The Florida Senate passed a bill on Friday that would ban so-called sanctuary city policies in the state. The measure would require local law enforcement to hand over illegal immigrants to federal authorities for deportation. After the state House of Representatives passed a similar bill on April 24, Democratic lawmakers protested and the American Civil Liberties Union warned immigrants not to travel to Florida. Two days later, the Senate passed the bill along party lines, 22-18. Florida currently does not have any sanctuary cities, so critics say the move is an attempt by the Republican-led state government to show support for President Donald Trump ahead of the 2020 presidential election. —C.C.
A federal judge last week gave the Trump administration a six-month deadline to reunite immigrant families separated at the border.
As part of President Donald Trump’s zero-tolerance policy on illegal immigration, federal agents separated an estimated 2,700 children from parents who illegally crossed the border before June 25, 2018, when U.S. District Judge Dana Sabraw of Southern California ordered the U.S. government to stop and reunite the children and their parents within 30 days. Most of those children have reunited with their parents, but in January, the inspector general for the U.S. Health and Human Services Department reported that thousands more children may have been separated since the summer of 2017.
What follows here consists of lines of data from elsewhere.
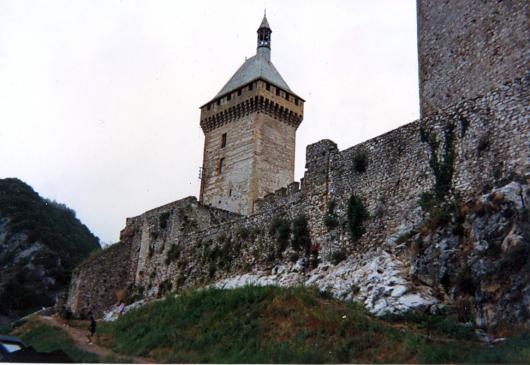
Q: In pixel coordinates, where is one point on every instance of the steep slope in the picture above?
(293, 325)
(41, 241)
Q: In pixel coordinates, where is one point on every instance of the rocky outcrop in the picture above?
(481, 263)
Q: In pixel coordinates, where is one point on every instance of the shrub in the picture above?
(163, 220)
(360, 161)
(280, 230)
(243, 233)
(483, 143)
(356, 215)
(301, 237)
(330, 219)
(173, 254)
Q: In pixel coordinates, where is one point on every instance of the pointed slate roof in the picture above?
(264, 23)
(256, 67)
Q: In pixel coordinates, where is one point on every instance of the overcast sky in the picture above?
(99, 100)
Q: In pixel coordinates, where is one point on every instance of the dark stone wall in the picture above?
(467, 48)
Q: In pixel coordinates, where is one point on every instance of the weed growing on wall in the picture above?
(331, 220)
(163, 220)
(360, 161)
(301, 237)
(173, 254)
(280, 229)
(356, 216)
(436, 201)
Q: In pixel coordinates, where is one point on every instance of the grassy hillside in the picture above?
(41, 241)
(48, 222)
(274, 325)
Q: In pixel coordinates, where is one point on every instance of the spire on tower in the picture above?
(264, 38)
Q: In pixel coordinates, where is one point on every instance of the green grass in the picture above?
(296, 325)
(46, 338)
(278, 325)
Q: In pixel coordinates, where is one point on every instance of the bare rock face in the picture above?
(483, 267)
(378, 280)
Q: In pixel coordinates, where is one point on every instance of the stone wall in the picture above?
(185, 244)
(467, 48)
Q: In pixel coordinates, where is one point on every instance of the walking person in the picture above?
(91, 329)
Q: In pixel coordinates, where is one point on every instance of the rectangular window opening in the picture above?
(221, 165)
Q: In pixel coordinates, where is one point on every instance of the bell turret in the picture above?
(264, 39)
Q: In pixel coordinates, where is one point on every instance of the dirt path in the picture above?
(80, 339)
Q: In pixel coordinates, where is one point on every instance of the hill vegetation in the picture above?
(295, 325)
(41, 241)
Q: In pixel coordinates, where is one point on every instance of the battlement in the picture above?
(281, 197)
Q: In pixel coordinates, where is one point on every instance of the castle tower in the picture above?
(250, 133)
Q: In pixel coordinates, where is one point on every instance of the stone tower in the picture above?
(250, 133)
(469, 47)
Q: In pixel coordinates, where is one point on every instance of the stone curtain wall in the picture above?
(185, 244)
(467, 48)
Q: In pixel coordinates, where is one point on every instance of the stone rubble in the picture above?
(378, 280)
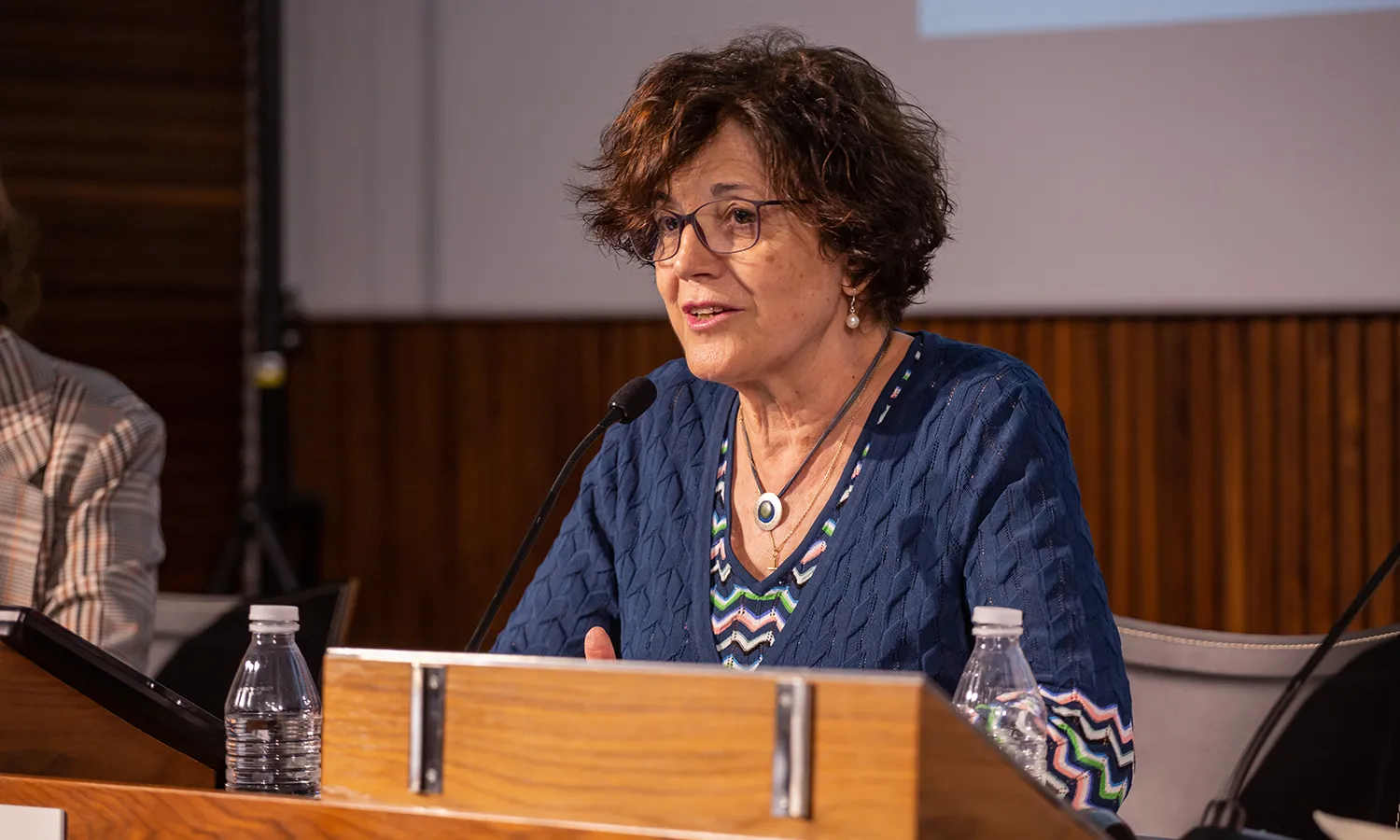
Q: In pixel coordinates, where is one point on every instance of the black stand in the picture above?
(271, 511)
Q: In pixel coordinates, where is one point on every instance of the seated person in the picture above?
(814, 486)
(80, 461)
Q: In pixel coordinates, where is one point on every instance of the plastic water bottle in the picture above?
(272, 717)
(999, 691)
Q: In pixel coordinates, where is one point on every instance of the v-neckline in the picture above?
(725, 426)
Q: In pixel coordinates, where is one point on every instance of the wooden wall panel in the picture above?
(1237, 473)
(122, 136)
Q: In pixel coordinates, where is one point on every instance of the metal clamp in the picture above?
(426, 714)
(792, 750)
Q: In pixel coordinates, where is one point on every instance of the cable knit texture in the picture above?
(968, 497)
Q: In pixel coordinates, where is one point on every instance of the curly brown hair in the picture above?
(19, 285)
(833, 131)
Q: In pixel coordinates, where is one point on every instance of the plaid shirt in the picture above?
(80, 461)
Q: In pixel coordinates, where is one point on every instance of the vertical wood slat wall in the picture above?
(1238, 473)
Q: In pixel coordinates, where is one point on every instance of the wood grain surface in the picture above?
(129, 812)
(643, 745)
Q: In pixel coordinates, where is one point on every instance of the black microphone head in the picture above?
(633, 398)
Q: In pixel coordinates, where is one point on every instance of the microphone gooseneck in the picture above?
(1224, 818)
(626, 405)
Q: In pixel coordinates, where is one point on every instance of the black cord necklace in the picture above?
(769, 509)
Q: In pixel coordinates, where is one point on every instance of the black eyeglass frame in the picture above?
(692, 218)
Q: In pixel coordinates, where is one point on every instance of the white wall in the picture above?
(1246, 165)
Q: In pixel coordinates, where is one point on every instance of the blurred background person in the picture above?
(80, 462)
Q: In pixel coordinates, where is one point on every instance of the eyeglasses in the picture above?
(725, 226)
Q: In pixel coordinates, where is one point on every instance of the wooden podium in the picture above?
(672, 748)
(423, 745)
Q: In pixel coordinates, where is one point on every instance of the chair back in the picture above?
(179, 616)
(1197, 697)
(203, 668)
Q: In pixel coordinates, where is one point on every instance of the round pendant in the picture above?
(769, 511)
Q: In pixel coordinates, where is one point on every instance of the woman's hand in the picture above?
(598, 646)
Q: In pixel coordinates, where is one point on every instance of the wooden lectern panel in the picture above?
(48, 728)
(677, 747)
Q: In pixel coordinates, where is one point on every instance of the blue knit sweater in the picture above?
(968, 497)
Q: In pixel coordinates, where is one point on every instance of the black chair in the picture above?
(203, 668)
(1338, 753)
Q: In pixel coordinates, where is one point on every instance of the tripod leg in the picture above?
(276, 556)
(232, 556)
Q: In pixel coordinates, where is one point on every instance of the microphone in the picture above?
(1224, 819)
(624, 406)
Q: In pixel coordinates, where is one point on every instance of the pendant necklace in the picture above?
(767, 512)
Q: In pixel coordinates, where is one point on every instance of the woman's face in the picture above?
(744, 316)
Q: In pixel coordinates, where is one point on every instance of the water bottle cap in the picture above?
(273, 613)
(1000, 616)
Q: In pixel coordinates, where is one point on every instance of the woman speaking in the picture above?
(815, 487)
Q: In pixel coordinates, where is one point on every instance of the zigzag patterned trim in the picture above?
(1091, 756)
(741, 615)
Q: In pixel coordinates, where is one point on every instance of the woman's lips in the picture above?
(707, 315)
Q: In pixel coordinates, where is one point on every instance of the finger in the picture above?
(598, 646)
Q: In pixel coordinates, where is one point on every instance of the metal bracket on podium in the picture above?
(792, 750)
(426, 716)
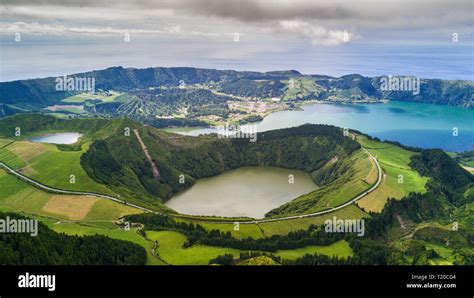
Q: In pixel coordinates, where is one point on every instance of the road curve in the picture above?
(69, 192)
(60, 191)
(360, 196)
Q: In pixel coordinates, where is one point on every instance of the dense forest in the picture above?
(445, 193)
(51, 248)
(117, 161)
(35, 94)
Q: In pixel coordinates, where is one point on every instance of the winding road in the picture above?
(69, 192)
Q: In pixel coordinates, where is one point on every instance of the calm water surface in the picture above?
(247, 191)
(414, 124)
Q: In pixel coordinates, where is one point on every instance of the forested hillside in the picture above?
(51, 248)
(35, 94)
(117, 160)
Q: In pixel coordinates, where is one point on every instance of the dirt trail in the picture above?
(154, 168)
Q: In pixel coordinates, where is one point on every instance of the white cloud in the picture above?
(318, 34)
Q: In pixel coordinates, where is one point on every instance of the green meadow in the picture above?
(170, 249)
(398, 178)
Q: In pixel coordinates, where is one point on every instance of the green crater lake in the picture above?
(414, 124)
(246, 191)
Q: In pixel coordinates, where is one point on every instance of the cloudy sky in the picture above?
(53, 37)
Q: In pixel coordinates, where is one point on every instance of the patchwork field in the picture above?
(170, 249)
(47, 164)
(398, 179)
(19, 196)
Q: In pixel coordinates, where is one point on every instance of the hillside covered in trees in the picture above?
(52, 248)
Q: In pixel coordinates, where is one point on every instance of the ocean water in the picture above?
(414, 124)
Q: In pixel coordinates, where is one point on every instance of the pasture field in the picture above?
(48, 165)
(19, 196)
(109, 230)
(398, 178)
(286, 226)
(80, 98)
(338, 249)
(170, 249)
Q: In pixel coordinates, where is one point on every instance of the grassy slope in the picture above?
(362, 175)
(51, 166)
(394, 162)
(284, 227)
(171, 250)
(19, 196)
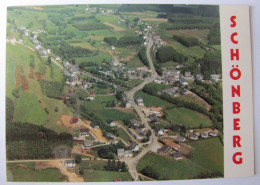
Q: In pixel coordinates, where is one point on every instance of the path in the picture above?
(132, 163)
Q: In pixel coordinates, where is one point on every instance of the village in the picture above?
(150, 102)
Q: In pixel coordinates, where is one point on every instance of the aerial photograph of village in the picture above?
(107, 93)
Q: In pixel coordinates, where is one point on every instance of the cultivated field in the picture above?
(188, 118)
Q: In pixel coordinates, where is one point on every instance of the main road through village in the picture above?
(132, 162)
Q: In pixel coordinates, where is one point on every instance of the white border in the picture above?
(255, 14)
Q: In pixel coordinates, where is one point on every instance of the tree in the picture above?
(78, 159)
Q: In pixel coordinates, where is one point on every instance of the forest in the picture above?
(29, 141)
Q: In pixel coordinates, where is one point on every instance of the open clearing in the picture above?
(209, 154)
(28, 109)
(169, 168)
(188, 118)
(116, 28)
(26, 172)
(201, 35)
(155, 19)
(105, 176)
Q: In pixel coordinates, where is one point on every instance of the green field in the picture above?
(98, 108)
(170, 169)
(123, 135)
(105, 176)
(209, 154)
(188, 118)
(25, 172)
(150, 100)
(134, 82)
(28, 109)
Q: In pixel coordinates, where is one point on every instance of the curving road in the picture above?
(132, 163)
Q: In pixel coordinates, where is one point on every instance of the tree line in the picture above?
(142, 56)
(29, 141)
(167, 53)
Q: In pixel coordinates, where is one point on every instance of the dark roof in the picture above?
(132, 146)
(165, 149)
(74, 120)
(153, 117)
(84, 130)
(93, 124)
(109, 121)
(177, 155)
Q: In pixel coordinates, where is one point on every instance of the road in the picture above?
(132, 163)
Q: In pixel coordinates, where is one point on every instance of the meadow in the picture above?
(25, 172)
(188, 118)
(169, 168)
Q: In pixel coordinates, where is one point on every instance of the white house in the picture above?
(69, 163)
(111, 123)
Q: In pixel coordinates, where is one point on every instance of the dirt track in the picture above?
(72, 176)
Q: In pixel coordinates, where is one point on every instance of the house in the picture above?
(74, 120)
(180, 139)
(215, 78)
(111, 123)
(114, 62)
(199, 77)
(165, 150)
(158, 131)
(38, 46)
(177, 156)
(134, 134)
(128, 153)
(171, 144)
(184, 91)
(88, 143)
(120, 152)
(20, 41)
(194, 137)
(139, 101)
(204, 135)
(134, 122)
(84, 132)
(109, 136)
(183, 81)
(171, 92)
(58, 59)
(134, 147)
(154, 118)
(69, 163)
(212, 133)
(91, 96)
(157, 80)
(94, 125)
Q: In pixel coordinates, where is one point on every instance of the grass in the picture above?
(188, 118)
(169, 169)
(96, 59)
(98, 108)
(134, 82)
(209, 154)
(150, 100)
(105, 176)
(123, 135)
(26, 173)
(194, 99)
(28, 109)
(201, 35)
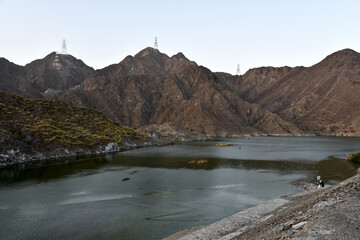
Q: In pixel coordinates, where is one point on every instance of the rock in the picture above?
(299, 225)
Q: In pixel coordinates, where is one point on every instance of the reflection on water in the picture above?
(330, 169)
(150, 193)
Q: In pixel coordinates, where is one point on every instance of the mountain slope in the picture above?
(45, 77)
(319, 99)
(152, 88)
(33, 129)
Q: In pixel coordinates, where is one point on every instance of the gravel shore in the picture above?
(327, 213)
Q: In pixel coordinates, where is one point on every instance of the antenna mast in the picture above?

The U.S. government will review about 47,000 cases of unaccompanied children in custody but said it could take up to two years. The plan is to create a program to sort through data and identify the families most likely to have been separated. From there, officials can review cases and follow up as needed. A few complications: The government implemented the zero-tolerance policy before it began tracking this data, and some of the children who were separated are no longer in government custody. Sabraw said he was willing to consider an extension, but not until the Oct. 25 deadline. —C.C.